To erode a community bank’s capital to the point of failure in a place like the Upper Midwest, Crabtree said, “it takes either really bad luck or really bad management.”
American Bank, with headquarters in St. Paul and branches in Twin Cities area and southern Minnesota, likely had some of both. Evidence of the latter would have to include financing Florida entrepreneur Louis Pearlman’s plan to acquire a British music television show.
To say this deal of Pearlman’s didn’t work out is an understatement, as the Federal Bureau of Prisons said Pearlman is still a guest of the Federal Correctional Institution in Texarkana, Texas.
Pearlman was once best known for creating the popular “boy-band” acts Backstreet Boys and ‘N Sync, but much of his business empire was revealed to be a fraud. He has a long prison stay still ahead of him.

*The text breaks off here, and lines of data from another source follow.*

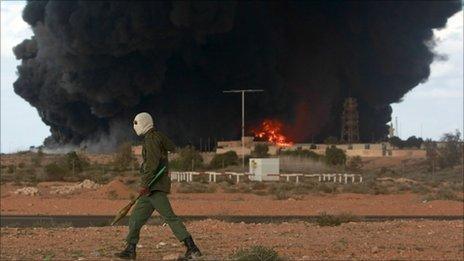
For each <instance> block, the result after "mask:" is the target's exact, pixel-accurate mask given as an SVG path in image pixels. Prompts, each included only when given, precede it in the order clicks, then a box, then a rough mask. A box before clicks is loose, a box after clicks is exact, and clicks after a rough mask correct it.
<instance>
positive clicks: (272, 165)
mask: <svg viewBox="0 0 464 261" xmlns="http://www.w3.org/2000/svg"><path fill="white" fill-rule="evenodd" d="M250 174H251V175H250V180H253V181H279V176H276V174H277V175H278V174H279V158H251V159H250Z"/></svg>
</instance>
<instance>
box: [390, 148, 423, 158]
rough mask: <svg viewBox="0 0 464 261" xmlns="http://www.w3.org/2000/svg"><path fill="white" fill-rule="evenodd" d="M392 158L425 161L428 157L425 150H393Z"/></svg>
mask: <svg viewBox="0 0 464 261" xmlns="http://www.w3.org/2000/svg"><path fill="white" fill-rule="evenodd" d="M392 157H403V158H415V159H425V158H426V157H427V152H426V151H425V150H412V149H404V150H392Z"/></svg>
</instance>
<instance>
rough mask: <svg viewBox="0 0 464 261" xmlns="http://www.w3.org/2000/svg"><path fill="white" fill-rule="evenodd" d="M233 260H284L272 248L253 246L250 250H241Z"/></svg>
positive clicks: (242, 260) (267, 247)
mask: <svg viewBox="0 0 464 261" xmlns="http://www.w3.org/2000/svg"><path fill="white" fill-rule="evenodd" d="M232 260H237V261H280V260H283V259H282V258H281V257H280V256H279V254H278V253H277V252H276V251H275V250H274V249H272V248H268V247H265V246H259V245H258V246H252V247H251V248H248V249H240V250H238V251H237V252H235V253H234V254H233V255H232Z"/></svg>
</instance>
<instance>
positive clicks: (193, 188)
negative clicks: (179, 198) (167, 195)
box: [177, 182, 217, 193]
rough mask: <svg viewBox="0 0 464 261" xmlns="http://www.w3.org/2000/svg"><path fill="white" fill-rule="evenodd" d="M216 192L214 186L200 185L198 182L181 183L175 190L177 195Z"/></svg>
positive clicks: (200, 183)
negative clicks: (181, 193) (183, 193)
mask: <svg viewBox="0 0 464 261" xmlns="http://www.w3.org/2000/svg"><path fill="white" fill-rule="evenodd" d="M216 190H217V185H216V184H202V183H199V182H192V183H186V182H182V183H180V184H179V187H178V188H177V192H178V193H214V192H216Z"/></svg>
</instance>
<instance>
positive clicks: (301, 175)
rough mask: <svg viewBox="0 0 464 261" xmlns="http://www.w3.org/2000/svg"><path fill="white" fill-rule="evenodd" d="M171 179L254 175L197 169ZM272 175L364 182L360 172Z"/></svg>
mask: <svg viewBox="0 0 464 261" xmlns="http://www.w3.org/2000/svg"><path fill="white" fill-rule="evenodd" d="M170 175H171V181H177V182H181V181H186V182H192V181H193V178H194V177H195V176H201V175H203V176H207V177H208V182H214V183H216V182H217V180H218V179H217V177H218V176H219V177H225V178H229V179H234V180H235V183H236V184H238V183H240V180H241V179H240V178H241V177H243V179H242V181H243V180H244V179H245V178H248V180H249V177H250V176H251V175H252V174H251V173H239V172H212V171H206V172H196V171H171V173H170ZM268 175H270V176H278V177H279V178H283V179H284V180H285V181H287V182H290V181H291V180H293V181H295V183H299V182H300V180H301V179H302V178H317V180H318V181H319V182H334V183H345V184H346V183H348V181H350V182H351V183H362V182H363V178H362V176H361V175H360V174H348V173H331V174H327V173H323V174H303V173H289V174H268Z"/></svg>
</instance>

By the time the current CEO of American, Palmer, came to the bank in 2011, it had entered into an agreement with the Federal Reserve Bank of Minneapolis to strengthen its management practices in lending and in a number of other areas, including producing a strategic plan.
But it was given time to dig its way out of the hole, and it used the traditional means of doing so, by shrinking the balance sheet and the cost structure and working to recover the value of its loans. It closed branches and now has about 90 employees, down from 125 in 2011. It had $714.3 million in assets at the end of 2005, and today that has shrunk has about $350 million. Palmer bemoans losing good employees through layoffs, but added that “it was better than losing 125” jobs.
Palmer said the first-quarter profit resulted largely from backing out reserves it had previously booked for anticipated loan losses, and the bank is now conservatively reserved. Now comes the challenge of growing loans in a very competitive market.
Palmer noted that for the many banks that came through the Great Recession mostly unscathed, “there must have been times when they had to have the fortitude to say no” to some loans, he said.
Like, he volunteered, the Pearlman deal. Palmer said litigation related to Pearlman still has not been fully resolved, five years after Pearlman pleaded guilty.